I was looking back to my first shutterbuggin days and ran across the black and white photographs that I developed by hand in the Tidewater Community College dark room 16 years ago. After my three hour photography class a few of us would stay til one AM doing portraits in the studio and practicing different techniques under the dim red safe lights. I'm all for progress and technology but there's something very exhilarating about witnessing the transformation of a picture from idea to film to paper reality as it emerges up through the liquid fixer.
I rarely shoot true black and white film for business anymore. I use color and then the computer to touch up, remove color, and save to disk. There is a website www.apug.org Analog Photography Users Group, for anyone out there that would like to order those items considered by some to be prehistoric. Nice to know there are some film, paper, and chemical allies out there to chat with.

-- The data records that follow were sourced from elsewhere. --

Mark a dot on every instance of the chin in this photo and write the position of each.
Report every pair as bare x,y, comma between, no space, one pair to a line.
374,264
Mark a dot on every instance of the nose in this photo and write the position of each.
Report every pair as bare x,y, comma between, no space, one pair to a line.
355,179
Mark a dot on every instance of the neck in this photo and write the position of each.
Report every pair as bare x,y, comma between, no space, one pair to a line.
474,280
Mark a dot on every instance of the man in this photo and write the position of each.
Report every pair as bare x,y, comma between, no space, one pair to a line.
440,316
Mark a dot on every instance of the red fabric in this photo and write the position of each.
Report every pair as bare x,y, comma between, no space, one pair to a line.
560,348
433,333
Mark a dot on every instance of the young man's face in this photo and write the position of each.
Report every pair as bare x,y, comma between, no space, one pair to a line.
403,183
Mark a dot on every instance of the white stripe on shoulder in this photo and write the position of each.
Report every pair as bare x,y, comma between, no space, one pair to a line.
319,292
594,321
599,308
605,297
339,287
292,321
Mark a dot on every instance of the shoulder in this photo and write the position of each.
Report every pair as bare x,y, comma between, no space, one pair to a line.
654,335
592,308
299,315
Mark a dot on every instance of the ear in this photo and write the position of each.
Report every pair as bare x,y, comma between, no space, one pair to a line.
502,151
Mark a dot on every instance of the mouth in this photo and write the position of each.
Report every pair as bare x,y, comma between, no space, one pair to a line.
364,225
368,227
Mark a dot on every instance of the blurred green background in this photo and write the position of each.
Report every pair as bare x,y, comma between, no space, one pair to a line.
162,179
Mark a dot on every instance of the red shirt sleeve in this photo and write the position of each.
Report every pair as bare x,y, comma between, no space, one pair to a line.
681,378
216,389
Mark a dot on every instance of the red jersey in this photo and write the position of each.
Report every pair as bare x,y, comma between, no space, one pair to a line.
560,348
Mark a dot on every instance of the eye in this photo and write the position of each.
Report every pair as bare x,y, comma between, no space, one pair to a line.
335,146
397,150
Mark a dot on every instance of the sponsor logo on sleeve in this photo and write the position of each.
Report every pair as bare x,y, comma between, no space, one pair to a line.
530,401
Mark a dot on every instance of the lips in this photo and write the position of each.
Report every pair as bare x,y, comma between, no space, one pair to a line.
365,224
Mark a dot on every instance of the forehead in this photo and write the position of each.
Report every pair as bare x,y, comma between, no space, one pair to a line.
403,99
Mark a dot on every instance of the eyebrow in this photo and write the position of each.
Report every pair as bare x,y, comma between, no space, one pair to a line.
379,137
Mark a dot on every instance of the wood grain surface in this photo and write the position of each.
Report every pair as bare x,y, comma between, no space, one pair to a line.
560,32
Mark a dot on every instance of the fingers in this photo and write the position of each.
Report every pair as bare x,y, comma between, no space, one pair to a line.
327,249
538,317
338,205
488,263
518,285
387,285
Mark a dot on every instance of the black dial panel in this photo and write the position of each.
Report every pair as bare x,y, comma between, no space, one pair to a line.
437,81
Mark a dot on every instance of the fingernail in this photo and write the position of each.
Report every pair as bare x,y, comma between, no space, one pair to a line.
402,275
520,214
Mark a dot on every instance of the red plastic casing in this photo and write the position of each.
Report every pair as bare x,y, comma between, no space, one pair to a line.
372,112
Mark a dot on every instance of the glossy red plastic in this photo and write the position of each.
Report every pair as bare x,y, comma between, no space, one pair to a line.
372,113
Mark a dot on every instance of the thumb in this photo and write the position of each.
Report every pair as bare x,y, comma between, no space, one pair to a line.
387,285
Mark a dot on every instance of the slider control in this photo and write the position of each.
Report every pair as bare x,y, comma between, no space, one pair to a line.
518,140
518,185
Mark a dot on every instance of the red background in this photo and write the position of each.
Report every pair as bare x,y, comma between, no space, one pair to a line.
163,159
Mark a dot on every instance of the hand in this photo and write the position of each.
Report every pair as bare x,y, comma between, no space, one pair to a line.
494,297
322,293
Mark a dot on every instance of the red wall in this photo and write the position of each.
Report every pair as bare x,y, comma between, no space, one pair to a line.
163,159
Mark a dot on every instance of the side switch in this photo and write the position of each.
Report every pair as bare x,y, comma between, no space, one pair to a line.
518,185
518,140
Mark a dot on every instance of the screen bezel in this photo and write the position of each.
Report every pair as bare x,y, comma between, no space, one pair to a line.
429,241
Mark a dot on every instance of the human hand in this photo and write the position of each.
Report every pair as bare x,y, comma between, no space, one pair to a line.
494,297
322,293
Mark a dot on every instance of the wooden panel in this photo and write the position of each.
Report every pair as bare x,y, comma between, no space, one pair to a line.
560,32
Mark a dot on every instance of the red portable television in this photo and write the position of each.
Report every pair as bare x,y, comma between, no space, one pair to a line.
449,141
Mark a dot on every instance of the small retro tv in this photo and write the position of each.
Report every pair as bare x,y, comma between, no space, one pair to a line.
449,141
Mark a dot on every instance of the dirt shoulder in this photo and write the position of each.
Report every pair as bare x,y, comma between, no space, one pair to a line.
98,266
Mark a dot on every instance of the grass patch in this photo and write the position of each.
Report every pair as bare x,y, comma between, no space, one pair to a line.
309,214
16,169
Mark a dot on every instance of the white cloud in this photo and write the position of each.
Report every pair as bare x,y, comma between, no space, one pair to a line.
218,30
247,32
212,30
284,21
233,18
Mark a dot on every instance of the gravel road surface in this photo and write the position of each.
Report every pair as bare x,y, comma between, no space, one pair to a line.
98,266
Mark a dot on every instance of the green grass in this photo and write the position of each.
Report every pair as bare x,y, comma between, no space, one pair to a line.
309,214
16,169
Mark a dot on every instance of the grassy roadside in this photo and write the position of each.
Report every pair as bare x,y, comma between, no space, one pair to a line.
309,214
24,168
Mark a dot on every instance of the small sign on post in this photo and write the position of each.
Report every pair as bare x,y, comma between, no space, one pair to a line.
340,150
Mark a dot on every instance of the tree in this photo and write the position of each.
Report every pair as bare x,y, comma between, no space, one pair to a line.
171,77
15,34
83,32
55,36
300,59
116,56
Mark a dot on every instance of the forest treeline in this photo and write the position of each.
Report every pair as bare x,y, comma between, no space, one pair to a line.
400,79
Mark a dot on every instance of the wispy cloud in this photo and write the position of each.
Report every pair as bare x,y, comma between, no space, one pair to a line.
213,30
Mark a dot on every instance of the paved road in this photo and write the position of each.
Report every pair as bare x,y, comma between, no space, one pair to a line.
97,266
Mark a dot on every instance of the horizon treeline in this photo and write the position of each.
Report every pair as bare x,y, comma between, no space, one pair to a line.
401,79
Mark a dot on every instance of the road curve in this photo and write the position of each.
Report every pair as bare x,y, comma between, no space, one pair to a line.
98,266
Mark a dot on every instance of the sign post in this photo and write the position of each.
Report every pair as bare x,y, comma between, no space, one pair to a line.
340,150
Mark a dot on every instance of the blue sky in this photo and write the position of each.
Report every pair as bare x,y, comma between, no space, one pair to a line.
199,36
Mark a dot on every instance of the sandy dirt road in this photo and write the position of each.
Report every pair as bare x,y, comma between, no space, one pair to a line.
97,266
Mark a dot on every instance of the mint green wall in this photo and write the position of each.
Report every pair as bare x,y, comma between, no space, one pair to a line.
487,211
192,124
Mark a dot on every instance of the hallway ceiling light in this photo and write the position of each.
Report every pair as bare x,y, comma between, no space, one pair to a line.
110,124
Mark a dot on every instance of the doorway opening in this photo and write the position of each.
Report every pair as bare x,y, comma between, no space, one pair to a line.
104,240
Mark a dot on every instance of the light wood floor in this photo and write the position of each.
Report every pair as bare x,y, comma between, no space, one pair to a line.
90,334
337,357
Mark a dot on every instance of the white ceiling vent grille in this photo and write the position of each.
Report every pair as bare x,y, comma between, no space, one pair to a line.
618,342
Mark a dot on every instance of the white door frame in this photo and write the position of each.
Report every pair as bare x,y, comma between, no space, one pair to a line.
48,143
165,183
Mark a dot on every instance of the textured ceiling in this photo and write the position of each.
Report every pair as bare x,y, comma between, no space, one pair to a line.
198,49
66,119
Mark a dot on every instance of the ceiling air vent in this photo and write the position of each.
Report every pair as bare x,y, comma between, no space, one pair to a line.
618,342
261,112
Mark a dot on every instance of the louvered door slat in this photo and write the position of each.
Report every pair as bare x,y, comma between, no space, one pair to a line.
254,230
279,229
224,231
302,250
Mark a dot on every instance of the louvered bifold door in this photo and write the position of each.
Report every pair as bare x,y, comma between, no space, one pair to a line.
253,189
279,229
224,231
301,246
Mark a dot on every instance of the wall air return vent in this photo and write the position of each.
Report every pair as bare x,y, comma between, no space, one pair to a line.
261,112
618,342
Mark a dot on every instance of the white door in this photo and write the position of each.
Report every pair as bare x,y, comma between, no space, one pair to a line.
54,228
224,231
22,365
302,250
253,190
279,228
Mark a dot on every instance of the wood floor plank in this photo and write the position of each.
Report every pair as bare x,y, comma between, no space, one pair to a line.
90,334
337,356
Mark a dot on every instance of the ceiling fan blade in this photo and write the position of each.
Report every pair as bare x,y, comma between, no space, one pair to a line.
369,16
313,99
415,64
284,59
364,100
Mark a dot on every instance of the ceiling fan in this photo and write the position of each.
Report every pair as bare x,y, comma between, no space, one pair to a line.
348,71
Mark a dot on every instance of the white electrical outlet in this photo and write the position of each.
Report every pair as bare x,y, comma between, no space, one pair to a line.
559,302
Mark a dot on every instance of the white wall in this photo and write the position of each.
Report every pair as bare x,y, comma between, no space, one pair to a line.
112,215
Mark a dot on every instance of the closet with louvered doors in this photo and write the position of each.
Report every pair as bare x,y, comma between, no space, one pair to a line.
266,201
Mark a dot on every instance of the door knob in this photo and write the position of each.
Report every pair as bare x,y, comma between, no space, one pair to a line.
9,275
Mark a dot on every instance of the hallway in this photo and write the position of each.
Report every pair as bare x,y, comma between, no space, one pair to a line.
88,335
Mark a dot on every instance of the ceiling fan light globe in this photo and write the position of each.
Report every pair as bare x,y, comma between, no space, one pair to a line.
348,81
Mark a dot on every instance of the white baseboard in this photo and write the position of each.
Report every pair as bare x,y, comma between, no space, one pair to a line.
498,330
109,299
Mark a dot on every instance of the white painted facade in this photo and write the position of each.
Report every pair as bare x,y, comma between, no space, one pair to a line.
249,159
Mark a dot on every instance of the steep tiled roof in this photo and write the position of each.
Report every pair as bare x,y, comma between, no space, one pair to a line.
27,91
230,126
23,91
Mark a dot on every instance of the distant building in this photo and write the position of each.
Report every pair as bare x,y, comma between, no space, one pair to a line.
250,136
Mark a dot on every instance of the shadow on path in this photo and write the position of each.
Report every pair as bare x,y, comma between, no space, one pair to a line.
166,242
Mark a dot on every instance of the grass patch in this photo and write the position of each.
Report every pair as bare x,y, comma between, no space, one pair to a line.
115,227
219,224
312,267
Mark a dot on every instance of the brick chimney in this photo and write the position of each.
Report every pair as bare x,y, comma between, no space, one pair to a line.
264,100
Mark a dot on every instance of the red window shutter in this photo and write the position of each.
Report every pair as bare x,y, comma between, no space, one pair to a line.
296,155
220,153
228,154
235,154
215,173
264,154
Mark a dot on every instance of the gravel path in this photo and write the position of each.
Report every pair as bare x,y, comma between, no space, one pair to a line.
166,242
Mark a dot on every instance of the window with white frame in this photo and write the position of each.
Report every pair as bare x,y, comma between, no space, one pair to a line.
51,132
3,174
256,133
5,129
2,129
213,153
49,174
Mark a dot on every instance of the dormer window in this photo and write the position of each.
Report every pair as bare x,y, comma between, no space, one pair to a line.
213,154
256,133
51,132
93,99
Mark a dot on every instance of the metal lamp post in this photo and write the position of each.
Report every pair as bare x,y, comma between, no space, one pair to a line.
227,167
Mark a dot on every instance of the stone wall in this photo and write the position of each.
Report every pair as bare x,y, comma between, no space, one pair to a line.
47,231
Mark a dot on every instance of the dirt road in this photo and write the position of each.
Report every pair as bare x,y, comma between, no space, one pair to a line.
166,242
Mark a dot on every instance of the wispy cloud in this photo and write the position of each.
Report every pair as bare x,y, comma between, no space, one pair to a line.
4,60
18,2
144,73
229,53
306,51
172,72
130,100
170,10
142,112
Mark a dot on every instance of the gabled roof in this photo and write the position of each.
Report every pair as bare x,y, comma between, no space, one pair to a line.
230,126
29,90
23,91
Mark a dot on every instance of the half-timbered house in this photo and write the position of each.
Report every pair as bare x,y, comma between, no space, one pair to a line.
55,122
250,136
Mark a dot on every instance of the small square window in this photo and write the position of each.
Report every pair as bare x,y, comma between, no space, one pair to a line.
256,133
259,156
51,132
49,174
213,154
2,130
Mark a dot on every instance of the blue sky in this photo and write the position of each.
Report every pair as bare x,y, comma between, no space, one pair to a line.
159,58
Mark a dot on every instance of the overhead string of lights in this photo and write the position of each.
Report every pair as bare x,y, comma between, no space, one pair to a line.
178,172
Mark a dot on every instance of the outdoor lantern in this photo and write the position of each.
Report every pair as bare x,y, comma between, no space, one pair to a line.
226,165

"Click...click...got it!" As Jim Rohn says in his book, The Art of Exceptional Living, pictures are one of the three treasures he suggests we leave behind to tell our story years later. Why not share meaningful nuggets now when you can see peoples reactions and share the experience with friends and pass such sentimental assets down through your family. Shot for practice, for homework, and to nourish that unquenchable inner ShutterQueen, these black and whites hold a special residence in this queen's heart.
I decided to post some photos that marked the beginning of my pictographic journey. They deserve more than a notebook existence because without them the ShutterQueen as we know this mogul today would not exist.
It's easy to get wrapped up in career photography and drift away from the enjoyable hobby that initially attracts most photographers. Fortunately, the job we spend 2/3 of our lives engaging in is fun. But sometimes you need to just wander around town with your camera and no agenda and record life as it unfolds.
Photo sharing is so easy and limitless now with the 400 plus social media sites, such as www.flickr.com and www.helloworld.com/shutterqueenink. I encourage all of you photo buffs out there, both amateur and professional, to pay tribute to the day you launched into this visual storytelling world and give your still photos life in the online ever after...
Have you found interesting ways to share those favorite first attempts at photographic mastery? What online sites do you prefer?